Uma correspondência é declarada quando a distância matemática entre os embeddings gerados pelo modelo Facematch é menor do que um específico Limiar (T). Por outro lado, se a distância exceder T, trata-se de uma não correspondência (indivíduos diferentes). O Limiar é otimizado dinamicamente para alcançar o menor FAR possível para um FRR máximo definido. Veja a Tabela 1 na seção Métricas.
2. Há diferenças nas métricas para comparações 1:1 e 1:N?
As métricas fundamentais de precisão (Verdadeiros Positivos e Falsos Negativos) não mudam entre as abordagens 1:1 e 1:N. No entanto, o volume de comparações difere significativamente:
1:1 (Verificação): Compara um sujeito com uma identidade específica reivindicada. O número de comparações negativas é igual ao número de sujeitos.

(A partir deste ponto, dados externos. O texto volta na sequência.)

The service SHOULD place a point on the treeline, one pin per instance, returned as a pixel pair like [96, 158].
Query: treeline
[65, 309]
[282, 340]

1:N (Identificação): Compara um sujeito com todo o banco de dados. O número de comparações negativas se aproxima do quadrado do número de sujeitos. Consequentemente, embora a precisão permaneça estável, a contagem absoluta de Falsos Positivos pode aumentar exponencialmente devido ao grande volume de comparações em conjuntos de dados grandes.
3. Qual é o tempo total de resposta para uma inferência do modelo Facematch?
Anonimização (processamento de IA): ~600ms – 900ms.
Rosto encontrado na rede: ~1,5 segundos no total. Comparação:
Rosto verificado externamente (Serpro): ~3,2 segundos no total.
4. Como funciona a anonimização de dados?
A anonimização de dados no Facematch é alcançada por meio de um processo de extração de características e vetorização, transformando efetivamente características biométricas em uma abstração matemática. O processo segue uma pipeline rigorosa:
Entrada: A imagem bruta da selfie é pré-processada (recortada e alinhada).
Inferência: A imagem passa pela nossa Rede Neural Convolucional Profunda (DCNN), arquitetura proprietária e hiperparâmetros utilizados.
Saída: Em vez de classificar a imagem, a rede retorna os valores da camada totalmente conectada final, resultando em um vetor de 128 dimensões (também conhecido como um embedding ou às vezes referido como “hash” internamente).
Ofuscação: Após o embedding ser gerado, ele é ofuscado usando uma matriz de rotação ortogonal única e privada por peer na rede, e então multiplicado por uma semente universal.
O sistema usa uma CNN para transformar uma imagem 2D (rosto) em um embedding 1D. Por meio de camadas de convolução (aplicando filtros de matriz) e pooling (pooling Máximo ou Médio para reduzir dimensões), a imagem é comprimida em um vetor. Esse processo é matematicamente irreversível; o embedding não pode ser usado para reconstruir a fotografia original, tornando-o ideal para proteger dados biométricos sensíveis.
5. Como um novo cliente se junta como um nó na rede?
Este é um processo exclusivo por convite para clientes com bancos de dados superiores a 20 milhões de rostos.
Integração: Integre por meio da API oficial.
Hospedagem: Escolha entre hospedagem on-premise ou em nuvem.
Criação de Hash: Converta o banco de dados de imagens em embeddings anonimizados (ou hashes).
Higienização: Os novos embeddings (ou hashes) são cruzados na rede para remover possíveis Falsos Positivos. Se não forem encontrados, bureaus externos são usados para validação.
Entrar em operação: O nó entra em operação.